Deux dessins de Ioshua, dans « Los Putos » / Terrasses Éditions

Auteur « pédé, punk, pauvre », c’est ainsi que les éditions Terrasses présente Ioshua, dont elles publient des œuvres dans le livre Los Putos. Mort en 2015, Ioshua n’avait jamais été traduit en français. C’est chose faite avec cet ouvrage. Terrasses éditions a aussi fait le choix de mettre en valeur le texte original en espagnol, le livre est présenté en version bilingue.

Nous avons demandé aux éditeur·rices de nous présenter cet auteur encore peu connu.

 

Komitid : Qui était Ioshua et pourquoi est-il un auteur important notamment dans le paysage de la culture LGBTI+ ?

Terrasses Éditions : Ioshua est un poète, un écrivain, un poète, éditeur de son propre travail. Il dessine, il performe, il est prostitué, il prend de la drogue, il vient des banlieues populaires et pauvres d’une mégapole sud-américaine. Il est mort prématurément en 2015. Il est selon nous important dans le paysage de la culture LGBTQI pour plusieurs raisons. Tout d’abord parce que les voix queer issues des quartiers pauvres, populaires sont rarement audibles. Si ces voix ne sont pas inexistantes, rares sont celles qui ont décidées de rester dans leur quartier, avec les leurs et qui décident que l’art ne leur servira pas de marche-pied pour rejoindre le monde privilégié. C’est une vraie question lorsque nous appartenons à une minorité historiquement maltraitée par le système dominant de réfléchir à la place qu’elle doit/veut occuper. De plus, nous pensons que Ioshua est un auteur important parce qu’il raconte c’est quoi être un « pédé », la vie homosexuelle masculine des marges avec ses beautés et ses douleurs, ses désirs parfois incessants et ces sexualités libérées, sales, excitantes, dans la rue, avec des inconnus mais aussi cette tendresse, cet amour entre hommes qui, dévoilée, défendue, ne peut que porter une valeur révolutionnaire dans un monde hétéropatriarcal, guerrier et sanglant. Dans les sociétés contemporaines occidentales, l’homme gay est appelé à se conformer à l’idéal familiariste, consumériste. Rendre visible ces voix qui portent d’autres chemins nous rappelle qu’il n’y a un pas un seul chemin vers l’émancipation et que, en tant que minorité, nous avons un rôle important à jouer, un rôle au sein des cultures marginales et un rôle actif face à la domination.

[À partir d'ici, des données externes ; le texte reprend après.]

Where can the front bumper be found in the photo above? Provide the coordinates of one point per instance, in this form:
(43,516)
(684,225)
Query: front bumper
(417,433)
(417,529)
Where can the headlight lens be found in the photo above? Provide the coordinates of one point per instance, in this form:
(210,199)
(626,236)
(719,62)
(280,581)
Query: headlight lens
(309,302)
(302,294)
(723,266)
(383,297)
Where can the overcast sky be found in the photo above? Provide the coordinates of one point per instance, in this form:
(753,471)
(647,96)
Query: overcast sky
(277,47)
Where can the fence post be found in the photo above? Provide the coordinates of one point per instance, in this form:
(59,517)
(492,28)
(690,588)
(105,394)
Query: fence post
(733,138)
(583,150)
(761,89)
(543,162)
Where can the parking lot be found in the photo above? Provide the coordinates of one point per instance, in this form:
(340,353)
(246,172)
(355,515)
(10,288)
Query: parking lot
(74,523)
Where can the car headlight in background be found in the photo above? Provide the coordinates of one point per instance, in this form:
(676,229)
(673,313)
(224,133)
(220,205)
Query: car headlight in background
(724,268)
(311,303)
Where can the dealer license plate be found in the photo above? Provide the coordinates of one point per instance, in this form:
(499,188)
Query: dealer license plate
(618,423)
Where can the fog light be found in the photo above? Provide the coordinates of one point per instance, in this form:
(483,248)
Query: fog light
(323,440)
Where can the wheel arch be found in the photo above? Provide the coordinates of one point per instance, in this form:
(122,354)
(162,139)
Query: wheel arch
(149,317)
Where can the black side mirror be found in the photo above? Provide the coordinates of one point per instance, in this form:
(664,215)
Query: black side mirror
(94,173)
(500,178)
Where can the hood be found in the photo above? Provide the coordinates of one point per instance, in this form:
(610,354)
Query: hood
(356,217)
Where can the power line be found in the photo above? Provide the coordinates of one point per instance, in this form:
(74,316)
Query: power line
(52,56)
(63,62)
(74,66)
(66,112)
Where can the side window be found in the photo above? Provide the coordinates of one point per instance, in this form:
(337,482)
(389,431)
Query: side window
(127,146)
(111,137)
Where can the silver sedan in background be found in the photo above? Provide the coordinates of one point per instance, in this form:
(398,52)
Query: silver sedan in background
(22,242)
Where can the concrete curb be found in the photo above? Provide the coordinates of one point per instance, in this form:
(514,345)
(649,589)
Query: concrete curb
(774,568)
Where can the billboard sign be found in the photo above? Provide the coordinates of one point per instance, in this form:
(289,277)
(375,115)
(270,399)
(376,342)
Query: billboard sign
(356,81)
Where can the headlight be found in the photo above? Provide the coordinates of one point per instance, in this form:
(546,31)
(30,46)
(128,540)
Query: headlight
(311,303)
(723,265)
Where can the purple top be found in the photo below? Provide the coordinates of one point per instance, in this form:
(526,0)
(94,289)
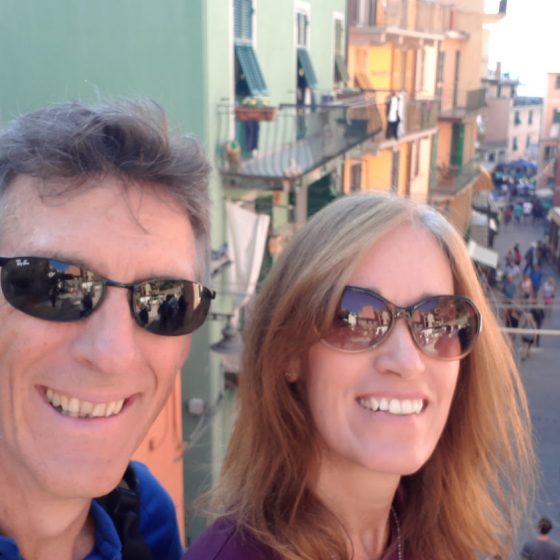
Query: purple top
(222,542)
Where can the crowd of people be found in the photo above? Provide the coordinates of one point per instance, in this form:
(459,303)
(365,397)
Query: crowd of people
(529,294)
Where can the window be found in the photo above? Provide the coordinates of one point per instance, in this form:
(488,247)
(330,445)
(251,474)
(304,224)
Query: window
(369,13)
(356,177)
(243,20)
(302,34)
(340,71)
(306,73)
(249,78)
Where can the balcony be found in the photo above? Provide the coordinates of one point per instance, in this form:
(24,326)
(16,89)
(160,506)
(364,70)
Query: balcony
(397,18)
(460,104)
(272,155)
(450,180)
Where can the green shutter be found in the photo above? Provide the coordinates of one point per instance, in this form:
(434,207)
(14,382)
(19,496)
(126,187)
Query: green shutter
(251,70)
(309,74)
(243,19)
(458,145)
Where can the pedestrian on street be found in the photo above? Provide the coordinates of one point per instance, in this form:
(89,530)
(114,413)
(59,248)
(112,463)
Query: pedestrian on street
(536,280)
(527,211)
(538,315)
(527,339)
(549,293)
(517,212)
(530,258)
(543,547)
(516,254)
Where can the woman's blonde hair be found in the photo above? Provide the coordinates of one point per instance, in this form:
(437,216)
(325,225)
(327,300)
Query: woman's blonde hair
(468,498)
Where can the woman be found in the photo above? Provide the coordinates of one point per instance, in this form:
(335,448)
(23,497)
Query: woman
(362,436)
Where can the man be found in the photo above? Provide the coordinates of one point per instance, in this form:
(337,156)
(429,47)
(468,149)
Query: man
(97,201)
(543,547)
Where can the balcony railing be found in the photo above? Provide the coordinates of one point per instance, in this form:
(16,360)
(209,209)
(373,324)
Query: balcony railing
(457,103)
(452,179)
(419,115)
(298,140)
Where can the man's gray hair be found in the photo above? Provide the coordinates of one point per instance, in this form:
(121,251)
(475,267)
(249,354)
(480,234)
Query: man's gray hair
(130,140)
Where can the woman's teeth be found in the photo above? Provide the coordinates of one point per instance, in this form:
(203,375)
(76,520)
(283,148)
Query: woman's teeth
(72,406)
(393,406)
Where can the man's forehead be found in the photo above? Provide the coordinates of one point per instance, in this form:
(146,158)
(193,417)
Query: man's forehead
(92,218)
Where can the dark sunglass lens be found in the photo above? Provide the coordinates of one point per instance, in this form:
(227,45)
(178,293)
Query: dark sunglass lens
(362,321)
(50,289)
(445,327)
(170,307)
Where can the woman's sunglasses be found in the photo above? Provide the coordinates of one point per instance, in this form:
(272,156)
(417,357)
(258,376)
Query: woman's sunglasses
(64,292)
(442,327)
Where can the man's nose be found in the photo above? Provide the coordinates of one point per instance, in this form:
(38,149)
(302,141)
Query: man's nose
(109,339)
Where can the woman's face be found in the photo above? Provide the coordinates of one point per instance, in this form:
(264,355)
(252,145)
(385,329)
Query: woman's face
(404,267)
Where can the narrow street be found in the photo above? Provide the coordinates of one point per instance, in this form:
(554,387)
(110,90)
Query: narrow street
(541,373)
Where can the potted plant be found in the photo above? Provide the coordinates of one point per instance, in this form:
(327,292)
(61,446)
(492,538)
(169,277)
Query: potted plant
(255,109)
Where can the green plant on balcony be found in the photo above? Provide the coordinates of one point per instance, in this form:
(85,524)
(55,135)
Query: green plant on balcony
(255,109)
(232,151)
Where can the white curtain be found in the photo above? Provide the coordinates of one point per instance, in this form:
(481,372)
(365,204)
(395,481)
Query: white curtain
(247,235)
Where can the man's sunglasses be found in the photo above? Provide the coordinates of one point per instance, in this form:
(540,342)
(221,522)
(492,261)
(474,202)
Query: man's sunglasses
(442,327)
(59,291)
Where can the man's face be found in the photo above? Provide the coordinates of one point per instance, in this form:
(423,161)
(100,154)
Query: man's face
(125,236)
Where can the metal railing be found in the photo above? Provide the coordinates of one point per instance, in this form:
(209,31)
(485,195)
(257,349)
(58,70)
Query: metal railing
(460,102)
(298,140)
(453,178)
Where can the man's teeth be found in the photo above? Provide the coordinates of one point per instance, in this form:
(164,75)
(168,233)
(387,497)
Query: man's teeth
(72,406)
(393,406)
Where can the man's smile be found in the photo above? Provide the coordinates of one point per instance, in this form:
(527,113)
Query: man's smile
(72,406)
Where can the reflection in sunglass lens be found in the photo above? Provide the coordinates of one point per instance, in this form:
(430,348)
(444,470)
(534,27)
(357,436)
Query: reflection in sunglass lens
(50,289)
(63,292)
(170,307)
(443,327)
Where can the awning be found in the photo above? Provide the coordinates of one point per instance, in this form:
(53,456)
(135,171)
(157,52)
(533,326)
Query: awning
(304,61)
(545,192)
(482,255)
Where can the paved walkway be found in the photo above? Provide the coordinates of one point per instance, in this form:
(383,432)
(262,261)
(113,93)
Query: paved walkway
(541,373)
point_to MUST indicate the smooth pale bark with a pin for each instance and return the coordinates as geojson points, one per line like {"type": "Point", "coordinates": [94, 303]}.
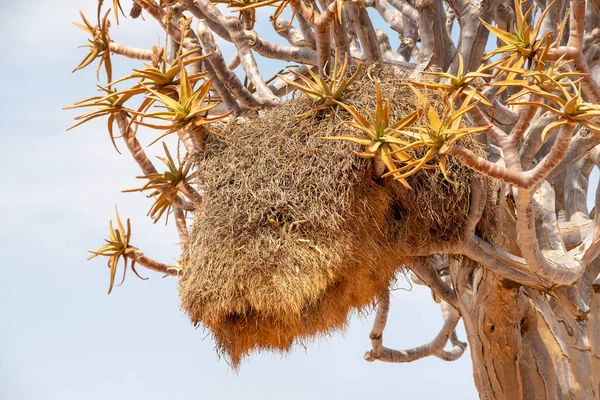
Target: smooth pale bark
{"type": "Point", "coordinates": [529, 300]}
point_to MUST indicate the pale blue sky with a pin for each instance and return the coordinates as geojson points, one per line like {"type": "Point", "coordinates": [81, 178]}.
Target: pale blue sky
{"type": "Point", "coordinates": [61, 336]}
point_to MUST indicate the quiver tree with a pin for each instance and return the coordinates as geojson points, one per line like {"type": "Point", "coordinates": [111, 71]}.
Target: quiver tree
{"type": "Point", "coordinates": [463, 157]}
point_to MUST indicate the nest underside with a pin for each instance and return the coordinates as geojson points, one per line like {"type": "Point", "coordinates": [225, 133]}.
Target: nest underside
{"type": "Point", "coordinates": [294, 234]}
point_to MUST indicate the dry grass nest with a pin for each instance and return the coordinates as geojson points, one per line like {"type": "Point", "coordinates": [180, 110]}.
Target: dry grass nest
{"type": "Point", "coordinates": [293, 234]}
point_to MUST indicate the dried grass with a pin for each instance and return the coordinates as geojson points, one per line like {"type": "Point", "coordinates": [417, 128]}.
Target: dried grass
{"type": "Point", "coordinates": [294, 234]}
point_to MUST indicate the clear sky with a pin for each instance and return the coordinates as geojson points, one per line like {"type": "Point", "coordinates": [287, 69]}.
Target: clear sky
{"type": "Point", "coordinates": [61, 336]}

« Ioshua se réapproprie la langue espagnole pour en faire une langue cassée, inventée, libre »

Comment avez-vous sélectionné les œuvres présentées ?

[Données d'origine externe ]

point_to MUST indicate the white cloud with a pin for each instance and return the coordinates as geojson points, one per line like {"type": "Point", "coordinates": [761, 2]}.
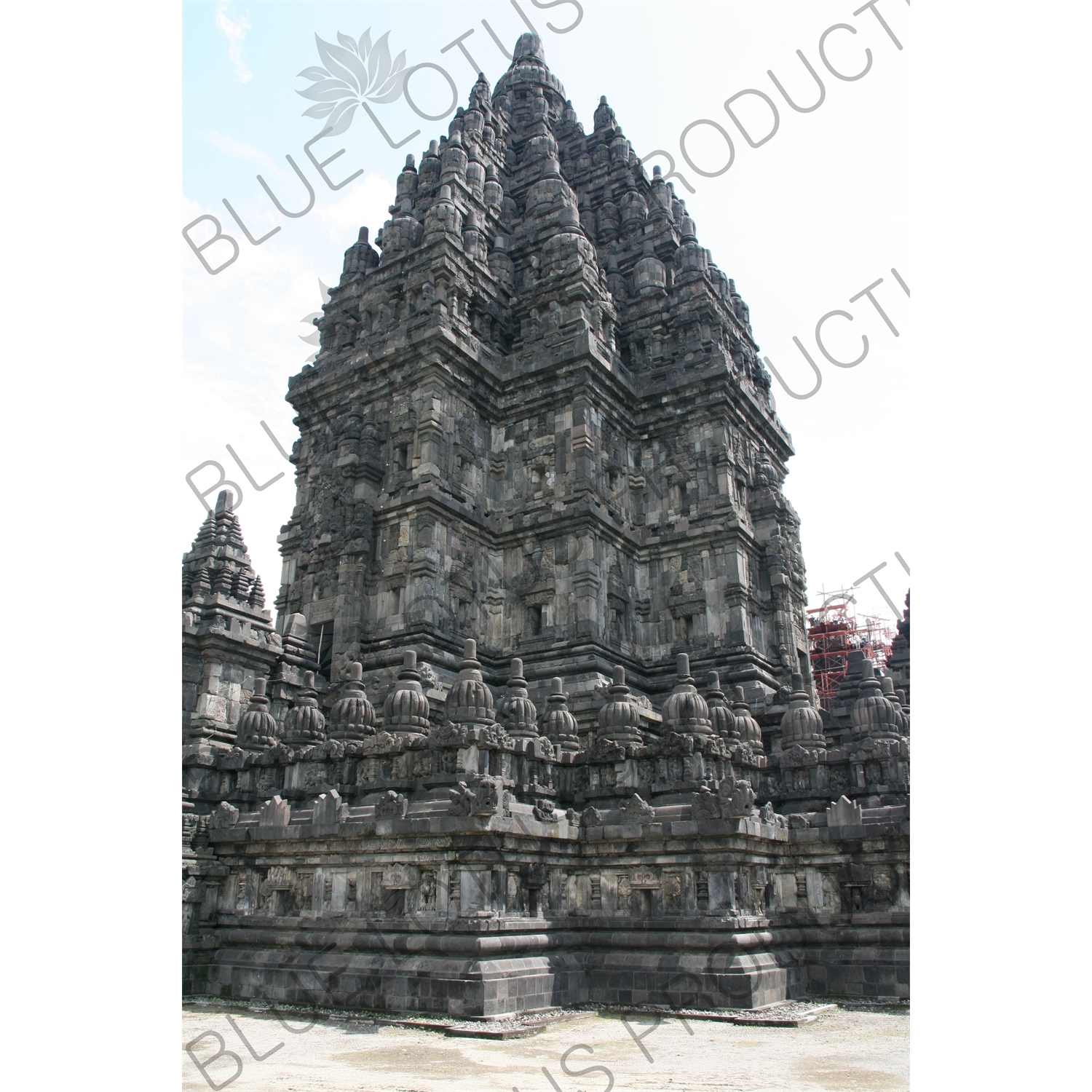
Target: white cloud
{"type": "Point", "coordinates": [235, 31]}
{"type": "Point", "coordinates": [240, 150]}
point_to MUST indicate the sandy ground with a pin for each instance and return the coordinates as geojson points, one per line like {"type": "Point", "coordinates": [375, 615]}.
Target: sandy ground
{"type": "Point", "coordinates": [841, 1051]}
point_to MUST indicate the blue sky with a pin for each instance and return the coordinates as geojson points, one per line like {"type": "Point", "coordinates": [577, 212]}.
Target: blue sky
{"type": "Point", "coordinates": [802, 223]}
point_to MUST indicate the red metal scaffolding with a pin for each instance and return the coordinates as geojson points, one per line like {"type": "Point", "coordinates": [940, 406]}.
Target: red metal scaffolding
{"type": "Point", "coordinates": [834, 630]}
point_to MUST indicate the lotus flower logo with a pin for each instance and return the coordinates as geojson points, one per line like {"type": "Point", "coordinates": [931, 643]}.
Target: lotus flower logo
{"type": "Point", "coordinates": [354, 71]}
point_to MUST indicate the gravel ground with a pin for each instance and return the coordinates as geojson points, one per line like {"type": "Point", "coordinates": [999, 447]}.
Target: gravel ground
{"type": "Point", "coordinates": [843, 1050]}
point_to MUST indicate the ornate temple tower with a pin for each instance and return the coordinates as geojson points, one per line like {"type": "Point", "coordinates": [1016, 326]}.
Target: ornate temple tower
{"type": "Point", "coordinates": [537, 419]}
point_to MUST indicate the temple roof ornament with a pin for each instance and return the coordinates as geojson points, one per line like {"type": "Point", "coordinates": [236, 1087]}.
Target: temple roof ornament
{"type": "Point", "coordinates": [470, 700]}
{"type": "Point", "coordinates": [353, 716]}
{"type": "Point", "coordinates": [257, 727]}
{"type": "Point", "coordinates": [685, 711]}
{"type": "Point", "coordinates": [405, 710]}
{"type": "Point", "coordinates": [305, 723]}
{"type": "Point", "coordinates": [802, 723]}
{"type": "Point", "coordinates": [620, 719]}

C’est la rencontre avec L., une camarade uruguayenne, qui nous a permis de découvrir Ioshua et son travail. Lorsqu’on découvre son œuvre, il est très facile de vouloir tout présenter (comme l’a fait la maison d’édition argentine Bonsaï) mais la volonté d’en faire un livre accessible en terme de prix ainsi que ce désir de publication bilingue nous a donc poussé à faire des choix. C’est au final le collectif responsable de traduction au sein de Terrasses qui a choisi quelles poésies, romans courts, dessins et textes politiques seraient publiés. Nous avons donc décidé de raconter une histoire dans la manière dont les textes s’enchaînent, présentant avec précision la beauté de l’écriture de Ioshua, la force de son désir comme la puissance de sa tristesse. C’est un vrai voyage dans le cœur et le caleçon du poète. De manière quelque peu pragmatique, de nombreux textes et poèmes ont été traduits parmi ceux que dont nous jugions les plus réussis. Il est toujours assez compliqué de traduire une langue si empreinte d’argot, de déformation volontaire de la langue disons institutionnelle, car Ioshua se réapproprie la langue espagnole pour en faire une langue cassée, inventée, libre.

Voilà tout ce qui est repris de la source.